Mechanistic studies pertaining to sex-based differences in metabolic syndrome (MetS) are currently insufficient to explain and prevent the higher prevalence of certain MetS symptoms in women versus men and higher prevalence of other symptoms such as hyperlipidemia in men versus women. MetS describes a constellation of risk factors, such as abdominal adiposity, hypertension, glucose intolerance/hyperglycemia, and dyslipidemia, leading to diabetes and cardiovascular morbidity. High-caloric intake and sedentary lifestyle habits are among key players shown to induce symptoms of MetS. However, exposures to environmental chemicals such as persistent organic pollutants (POPs), often dictated by socio-economic status and education levels, have been increasingly identified as additional key players leading to MetS consequences. Previous studies showed that exposures to POPs, such as organochlorine pesticides (OCPs) and polychlorinated biphenyls (PCBs), in in-vivo models and human studies were associated with diabetes, obesity and non-alcoholic fatty liver disease, which are hallmarks for MetS development. Furthermore, using in- vitro models and diet-induced obesity mouse models, we had previously demonstrated that the liver was the predominant target organ of toxicity to POPs, including PCBs, and mechanism(s) of toxicity were primarily through activation of hepatic receptors leading to metabolic disruption. The liver has long been established as a sexually dimorphic organ and it is therefore important to address POPs toxicity in term of biological differences or sex. Additionally, POPs such as OCPs are endocrine disrupting chemicals, having the ability to interact with androgen or estrogen receptors, and potentially promoting variable effects in men and women.

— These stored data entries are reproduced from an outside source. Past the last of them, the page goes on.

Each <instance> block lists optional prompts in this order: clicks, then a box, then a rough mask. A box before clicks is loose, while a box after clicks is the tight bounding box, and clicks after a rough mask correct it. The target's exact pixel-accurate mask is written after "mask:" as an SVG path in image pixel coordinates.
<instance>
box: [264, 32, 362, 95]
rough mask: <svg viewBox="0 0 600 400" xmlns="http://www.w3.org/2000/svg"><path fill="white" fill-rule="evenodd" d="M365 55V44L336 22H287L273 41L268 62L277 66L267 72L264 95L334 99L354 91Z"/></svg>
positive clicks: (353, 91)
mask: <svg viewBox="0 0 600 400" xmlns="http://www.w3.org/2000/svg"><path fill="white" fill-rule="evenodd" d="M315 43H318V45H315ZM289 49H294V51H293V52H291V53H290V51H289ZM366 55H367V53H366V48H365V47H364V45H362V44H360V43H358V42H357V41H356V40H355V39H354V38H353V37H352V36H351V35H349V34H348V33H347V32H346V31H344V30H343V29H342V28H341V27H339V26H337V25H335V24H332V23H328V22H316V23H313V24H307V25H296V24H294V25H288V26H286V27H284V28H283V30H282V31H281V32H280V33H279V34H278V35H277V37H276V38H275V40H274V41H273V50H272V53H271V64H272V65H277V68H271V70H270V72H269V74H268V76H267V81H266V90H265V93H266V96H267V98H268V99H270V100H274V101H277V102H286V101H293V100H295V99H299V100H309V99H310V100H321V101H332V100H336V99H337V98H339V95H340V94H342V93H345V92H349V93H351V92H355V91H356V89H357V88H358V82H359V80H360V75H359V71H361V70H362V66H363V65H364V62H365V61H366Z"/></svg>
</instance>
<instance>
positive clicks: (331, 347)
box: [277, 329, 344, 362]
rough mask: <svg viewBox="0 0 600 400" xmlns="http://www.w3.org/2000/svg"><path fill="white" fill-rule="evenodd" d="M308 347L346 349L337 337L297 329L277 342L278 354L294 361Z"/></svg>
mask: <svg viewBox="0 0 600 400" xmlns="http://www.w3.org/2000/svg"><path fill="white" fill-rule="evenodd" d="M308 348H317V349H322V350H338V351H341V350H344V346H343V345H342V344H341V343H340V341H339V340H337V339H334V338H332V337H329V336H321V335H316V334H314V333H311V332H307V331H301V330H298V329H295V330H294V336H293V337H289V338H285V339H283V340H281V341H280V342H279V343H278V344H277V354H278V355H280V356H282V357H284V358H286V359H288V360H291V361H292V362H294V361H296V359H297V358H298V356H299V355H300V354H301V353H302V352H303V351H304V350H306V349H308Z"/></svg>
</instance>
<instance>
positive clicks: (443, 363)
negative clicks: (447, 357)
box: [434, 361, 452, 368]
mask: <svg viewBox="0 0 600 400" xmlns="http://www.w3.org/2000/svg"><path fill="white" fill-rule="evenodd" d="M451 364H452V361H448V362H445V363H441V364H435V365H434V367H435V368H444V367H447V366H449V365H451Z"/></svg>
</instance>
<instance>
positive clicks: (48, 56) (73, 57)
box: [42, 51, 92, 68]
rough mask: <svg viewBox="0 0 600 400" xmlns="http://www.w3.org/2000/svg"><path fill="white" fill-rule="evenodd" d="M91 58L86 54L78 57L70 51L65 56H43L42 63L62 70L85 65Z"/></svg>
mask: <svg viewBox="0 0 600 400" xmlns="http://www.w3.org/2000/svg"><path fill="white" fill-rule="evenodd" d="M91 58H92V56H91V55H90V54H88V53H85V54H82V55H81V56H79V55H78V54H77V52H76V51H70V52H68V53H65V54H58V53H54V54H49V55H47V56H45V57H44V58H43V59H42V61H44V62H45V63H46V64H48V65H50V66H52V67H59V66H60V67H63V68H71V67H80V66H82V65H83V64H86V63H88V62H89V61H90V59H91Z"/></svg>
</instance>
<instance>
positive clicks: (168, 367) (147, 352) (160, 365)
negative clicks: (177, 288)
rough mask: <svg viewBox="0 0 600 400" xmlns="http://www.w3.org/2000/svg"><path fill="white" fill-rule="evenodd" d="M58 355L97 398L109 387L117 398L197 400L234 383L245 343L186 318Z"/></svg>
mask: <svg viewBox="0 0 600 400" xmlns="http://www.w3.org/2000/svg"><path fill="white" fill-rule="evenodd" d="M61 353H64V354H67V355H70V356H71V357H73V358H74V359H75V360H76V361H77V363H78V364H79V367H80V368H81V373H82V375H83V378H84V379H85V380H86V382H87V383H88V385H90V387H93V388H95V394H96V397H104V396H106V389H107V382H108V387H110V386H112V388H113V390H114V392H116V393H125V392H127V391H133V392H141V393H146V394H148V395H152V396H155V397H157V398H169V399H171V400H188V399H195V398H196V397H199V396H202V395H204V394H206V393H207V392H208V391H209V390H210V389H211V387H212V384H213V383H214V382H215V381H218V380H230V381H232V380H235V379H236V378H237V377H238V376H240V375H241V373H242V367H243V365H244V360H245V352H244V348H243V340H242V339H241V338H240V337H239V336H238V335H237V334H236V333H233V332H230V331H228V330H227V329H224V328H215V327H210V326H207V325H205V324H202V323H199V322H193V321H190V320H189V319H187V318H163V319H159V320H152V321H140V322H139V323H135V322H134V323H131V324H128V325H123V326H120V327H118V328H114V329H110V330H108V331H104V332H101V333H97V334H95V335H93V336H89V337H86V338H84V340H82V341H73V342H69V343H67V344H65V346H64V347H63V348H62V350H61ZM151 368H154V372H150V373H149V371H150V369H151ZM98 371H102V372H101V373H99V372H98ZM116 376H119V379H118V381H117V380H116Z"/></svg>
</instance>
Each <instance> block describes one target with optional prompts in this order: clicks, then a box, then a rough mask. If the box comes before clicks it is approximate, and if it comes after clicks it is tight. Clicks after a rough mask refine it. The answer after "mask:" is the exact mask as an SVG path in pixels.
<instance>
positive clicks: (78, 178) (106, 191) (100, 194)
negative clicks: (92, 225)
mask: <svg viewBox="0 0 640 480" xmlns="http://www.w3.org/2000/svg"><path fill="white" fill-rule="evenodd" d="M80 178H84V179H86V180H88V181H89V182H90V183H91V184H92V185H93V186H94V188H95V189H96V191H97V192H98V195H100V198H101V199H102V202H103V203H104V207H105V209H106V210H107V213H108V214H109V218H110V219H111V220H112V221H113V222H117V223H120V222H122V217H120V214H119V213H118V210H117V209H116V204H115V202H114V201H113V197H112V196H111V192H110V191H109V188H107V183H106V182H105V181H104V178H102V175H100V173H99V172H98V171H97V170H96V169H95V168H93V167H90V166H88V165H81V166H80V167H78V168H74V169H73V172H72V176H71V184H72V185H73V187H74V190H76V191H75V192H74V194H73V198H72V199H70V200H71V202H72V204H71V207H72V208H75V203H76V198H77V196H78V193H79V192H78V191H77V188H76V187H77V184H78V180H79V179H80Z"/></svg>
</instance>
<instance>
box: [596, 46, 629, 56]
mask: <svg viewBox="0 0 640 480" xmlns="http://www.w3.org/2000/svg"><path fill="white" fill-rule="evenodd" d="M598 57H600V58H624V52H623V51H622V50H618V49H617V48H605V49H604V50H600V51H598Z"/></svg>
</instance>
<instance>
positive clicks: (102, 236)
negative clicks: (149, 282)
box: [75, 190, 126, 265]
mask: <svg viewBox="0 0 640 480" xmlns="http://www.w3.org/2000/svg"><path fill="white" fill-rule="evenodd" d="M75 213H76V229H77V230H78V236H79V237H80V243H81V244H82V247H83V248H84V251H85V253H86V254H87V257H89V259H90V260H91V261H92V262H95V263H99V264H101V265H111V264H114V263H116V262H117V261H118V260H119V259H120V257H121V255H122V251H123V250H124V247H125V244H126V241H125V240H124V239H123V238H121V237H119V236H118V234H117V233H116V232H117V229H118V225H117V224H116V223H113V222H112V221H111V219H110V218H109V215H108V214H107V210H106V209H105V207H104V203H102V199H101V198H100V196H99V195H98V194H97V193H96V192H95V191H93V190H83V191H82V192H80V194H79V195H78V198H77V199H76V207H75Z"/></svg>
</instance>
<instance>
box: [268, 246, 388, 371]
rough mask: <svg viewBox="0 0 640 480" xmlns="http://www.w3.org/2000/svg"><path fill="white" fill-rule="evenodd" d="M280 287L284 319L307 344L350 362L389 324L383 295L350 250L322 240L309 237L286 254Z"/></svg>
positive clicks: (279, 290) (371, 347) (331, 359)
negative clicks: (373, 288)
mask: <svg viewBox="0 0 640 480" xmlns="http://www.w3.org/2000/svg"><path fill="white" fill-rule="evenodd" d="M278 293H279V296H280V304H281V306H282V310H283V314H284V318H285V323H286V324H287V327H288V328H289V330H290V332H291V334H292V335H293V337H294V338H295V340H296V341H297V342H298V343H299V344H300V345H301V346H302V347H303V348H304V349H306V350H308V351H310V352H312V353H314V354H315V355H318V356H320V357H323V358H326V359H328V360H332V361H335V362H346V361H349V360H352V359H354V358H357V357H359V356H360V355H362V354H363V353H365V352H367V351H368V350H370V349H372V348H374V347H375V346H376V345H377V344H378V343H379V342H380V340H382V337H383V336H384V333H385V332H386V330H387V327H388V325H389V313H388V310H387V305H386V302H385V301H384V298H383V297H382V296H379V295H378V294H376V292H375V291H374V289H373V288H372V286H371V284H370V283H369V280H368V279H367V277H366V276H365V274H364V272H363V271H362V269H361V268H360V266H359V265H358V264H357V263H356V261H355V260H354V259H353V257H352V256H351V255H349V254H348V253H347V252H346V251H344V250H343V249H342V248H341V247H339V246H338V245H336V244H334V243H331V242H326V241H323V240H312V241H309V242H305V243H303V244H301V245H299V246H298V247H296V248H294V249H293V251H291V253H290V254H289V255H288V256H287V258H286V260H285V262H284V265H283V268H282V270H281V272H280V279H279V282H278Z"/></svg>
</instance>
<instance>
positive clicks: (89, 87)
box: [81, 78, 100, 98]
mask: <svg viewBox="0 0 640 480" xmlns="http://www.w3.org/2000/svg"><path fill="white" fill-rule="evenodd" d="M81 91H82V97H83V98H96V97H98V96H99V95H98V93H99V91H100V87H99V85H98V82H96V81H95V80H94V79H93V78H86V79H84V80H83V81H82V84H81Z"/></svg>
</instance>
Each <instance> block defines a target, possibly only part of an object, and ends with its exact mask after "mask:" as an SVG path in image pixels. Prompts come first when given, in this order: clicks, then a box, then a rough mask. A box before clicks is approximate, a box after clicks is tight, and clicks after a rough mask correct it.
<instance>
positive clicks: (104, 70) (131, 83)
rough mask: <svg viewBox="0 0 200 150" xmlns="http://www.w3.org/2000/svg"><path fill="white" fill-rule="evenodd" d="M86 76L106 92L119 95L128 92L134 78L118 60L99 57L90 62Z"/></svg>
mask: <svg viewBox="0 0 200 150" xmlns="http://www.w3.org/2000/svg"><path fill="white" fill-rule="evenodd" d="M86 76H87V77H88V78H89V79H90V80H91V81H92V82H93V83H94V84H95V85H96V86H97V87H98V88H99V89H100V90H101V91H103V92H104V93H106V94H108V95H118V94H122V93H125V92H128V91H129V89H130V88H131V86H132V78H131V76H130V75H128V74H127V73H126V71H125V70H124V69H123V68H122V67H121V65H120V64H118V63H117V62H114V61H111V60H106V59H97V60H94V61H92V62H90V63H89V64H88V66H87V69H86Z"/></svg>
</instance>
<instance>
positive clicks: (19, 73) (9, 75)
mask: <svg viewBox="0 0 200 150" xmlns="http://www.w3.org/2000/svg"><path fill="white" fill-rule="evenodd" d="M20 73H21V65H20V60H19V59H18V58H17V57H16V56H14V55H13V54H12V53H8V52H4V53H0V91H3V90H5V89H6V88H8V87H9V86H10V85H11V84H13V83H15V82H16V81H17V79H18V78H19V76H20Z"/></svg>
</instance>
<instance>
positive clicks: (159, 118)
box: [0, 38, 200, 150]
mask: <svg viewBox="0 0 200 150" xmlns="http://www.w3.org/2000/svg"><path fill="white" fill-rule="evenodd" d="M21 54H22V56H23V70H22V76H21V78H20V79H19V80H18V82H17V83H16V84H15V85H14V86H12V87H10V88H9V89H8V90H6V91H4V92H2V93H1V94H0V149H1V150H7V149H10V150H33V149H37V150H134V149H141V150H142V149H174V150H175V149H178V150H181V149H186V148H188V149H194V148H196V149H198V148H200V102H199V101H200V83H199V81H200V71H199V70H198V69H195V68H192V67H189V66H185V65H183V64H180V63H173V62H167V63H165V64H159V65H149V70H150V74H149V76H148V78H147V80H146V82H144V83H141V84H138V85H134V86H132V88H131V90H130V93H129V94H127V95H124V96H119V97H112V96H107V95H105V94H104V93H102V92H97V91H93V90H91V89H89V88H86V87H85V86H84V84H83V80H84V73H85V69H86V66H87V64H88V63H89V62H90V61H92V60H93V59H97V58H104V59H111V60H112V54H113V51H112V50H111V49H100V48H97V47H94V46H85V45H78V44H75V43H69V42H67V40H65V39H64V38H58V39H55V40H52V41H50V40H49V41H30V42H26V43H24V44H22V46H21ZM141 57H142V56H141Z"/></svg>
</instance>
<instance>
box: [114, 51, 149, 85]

However, most epidemiologic studies demonstrating associations between POPs exposure with liver toxicity/metabolic diseases including diabetes either focused on agricultural workers who were mostly men or adjusted for sex; but POPs exposures occur in both men and women and thus their health risks may vary. POPs exposures today is primarily through ingestion of contaminated food and water, and serum levels can vary depending on sex and gender. Hence, it is relevant to examine exposures to POPs such as OCPs based on ‘environment-sex-gene’ interactions to better address such discrepancies.

关于代谢综合征(METS)性别差异的机械性研究目前还不够充分 解释和预防某些METS症状在女性中的发病率高于男性，以及 男性高脂血症等其他症状的患病率高于女性。大都会队描述了一种 一系列危险因素，如腹部肥胖、高血压、糖耐量异常/高血糖、 和血脂异常，导致糖尿病和心血管疾病。高热量摄入和久坐不动的生活方式 习惯是诱发METS症状的关键因素之一。然而，暴露在环境中 持久性有机污染物(POP)等化学品，通常由社会经济地位和 教育程度，越来越多地被认为是导致METS后果的其他关键因素。 先前的研究表明，接触持久性有机污染物，如有机氯农药(OCPs)和 在体内模型和人体研究中，多氯联苯与糖尿病、肥胖症有关 和非酒精性脂肪性肝病，这是METS发展的标志。此外，使用In- 体外模型和饮食诱导的肥胖小鼠模型，我们以前已经证明了肝脏是 对持久性有机污染物，包括多氯联苯的主要毒性靶器官和毒性机理(S)是 主要是通过激活肝脏受体导致代谢紊乱。长期以来，肝脏一直是 被确立为性二态器官，因此在以下方面处理持久性有机污染物毒性是重要的 生物差异或性别。此外，有机氯农药等持久性有机污染物是干扰内分泌的化学物质，具有 与雄激素或雌激素受体相互作用的能力，并可能促进男性和 女人。然而，大多数流行病学研究表明，持久性有机污染物暴露与肝脏之间的联系 毒性/代谢性疾病，包括糖尿病，主要集中在以男性为主的农业工人或 对性别进行了调整；但持久性有机污染物的暴露发生在男性和女性身上，因此他们的健康风险可能不同。 如今持久性有机污染物的暴露主要是通过摄入受污染的食物和水，而血清水平可能 因性别和性别而异。因此，有必要审查持久性有机污染物的暴露情况，如基于 环境-性-基因相互作用，以更好地解决这种差异。